Fireballs and lightning, very, very frightening – or not!

From flicker to fireball

Seen from space, lightning events typically appear as dots of light around 10 km in diameter. They consist of rapid, chaotic bursts that vary strongly in position and intensity and are grouped together as a single flash.

But not all flashes in the sky are alike.

Niels Rubbrecht, an ESA Graduate Trainee who joined the Space Safety Programme’s Planetary Defence team in September 2025, has been studying the differences between lightning flashes and those produced by fireballs (bright meteors that burn up in the atmosphere). In collaboration with EUMETSAT’s Remote Sensing and Products (RSP) Division, he is developing a processing pipeline to systematically distinguish meteor-induced flashes from lightning using data from the MTG’s Lightning Imager (LI).

“EUMETSAT provided the images, data and infrastructure, while the Space Safety Programme provided the manpower. The plan is to openly release the fireball data in the near future,” adds ESA’s Planetary Defence Information Provision Coordinator, Juan Luis Cano.

After extensive data analysis, Niels saw that fireball flashes behave very differently. Rather than flickering in place, they carve a clear, linear path through the atmosphere. Their brightness evolves smoothly—gradually intensifying as they descend, before fading as they fragment or burn up. They also linger longer on the same detector pixels than lightning, leaving behind a distinct temporal signature.

These characteristics are clearly visible in an event detected on 22 January 2026 over the Gulf of Aden near the Arabian Sea, where MTG-LI captured a fireball brightening steadily before fading rapidly. This case provides a valuable reference pattern for identifying meteor events.

“It turned out that we were detecting very clear fireballs almost every day—sometimes even multiple per day!” Niels adds.  

Not all fireballs appear equal

On 8 March of this year, many witnessed a bright fireball flash across the skies of central Europe.

Niels remembers that day well.

“I was travelling by train from my hometown in Belgium back to Frankfurt when I started receiving messages from friends and colleagues saying they had seen a massive fireball over Darmstadt and Frankfurt. Naturally, I was a bit disappointed to have missed it in person,” he recalls.

Yet the event was not missed entirely, for MTG-LI had been watching.

“My immediate reaction was to check whether we had detected it with LI,” Niels admits.

“To my surprise, we only saw a very faint signal — far weaker than I had expected,” he says. The event produced a very small signal in a single pixel of the instrument. “This highlighted an important point: observing fireballs from the ground in visible light and detecting them from space with a narrow‑band instrument designed for lightning are fundamentally different.”

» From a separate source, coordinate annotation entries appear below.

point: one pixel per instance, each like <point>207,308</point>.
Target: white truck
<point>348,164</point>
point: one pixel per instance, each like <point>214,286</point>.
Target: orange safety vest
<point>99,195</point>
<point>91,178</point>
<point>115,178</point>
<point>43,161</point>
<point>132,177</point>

The striking difference between the January and March fireballs highlights how much more we have yet to learn about geostationary fireball observations. “We are still uncovering the more subtle ways in which different types of fireballs appear in our data,” Niels says. 

From lightning to insight

With MTG‑LI collecting lightning data every millisecond — much of it containing false events — separating fireballs from lightning is no easy task. Niels likens the process to finding a needle in a haystack. But he also points out that “this is what makes the process so engaging.”

And global coverage is just the start.

“We are building a global inventory of fireballs, which helps us better understand the influx of material impacting Earth and, potentially, their origin,” says Niels. “This is crucial for planetary defence and for improving our knowledge of the small‑object population in near‑Earth space, including potentially hazardous asteroids.”

Beyond detection, the pipeline also allows scientists to reconstruct how a fireball’s brightness evolves during atmospheric entry. “This information can help constrain atmospheric entry models and may also support the recovery of meteorites,” Niels adds.

Together, these advances are turning fleeting flashes in the sky into valuable scientific insights—bringing us closer to understanding both the origins of these objects and their journey to Earth. 

Towards near-global coverage

MTG‑LI’s ability to detect fireballs marks an important step towards near‑global coverage. Combined with NASA’s Geostationary Lightning Mapper (GOES‑GLM), MTG‑LI extends observations into the Eastern Hemisphere, enabling near‑global geostationary monitoring of fireball activity.

Niels expands on this by noting that ground‑based observations exist but are limited in coverage and cannot operate over remote regions such as oceans. “This is where space‑based detection adds clear value,” he adds.

This advantage is particularly evident over remote areas, like the one registered in January over the Gulf of Aden.

As MTG‑LI scans the millions of flashes lighting up our skies every day, it is uncovering much more than electric meteorological patterns alone. Because not every flash—however frightening—comes from lightning.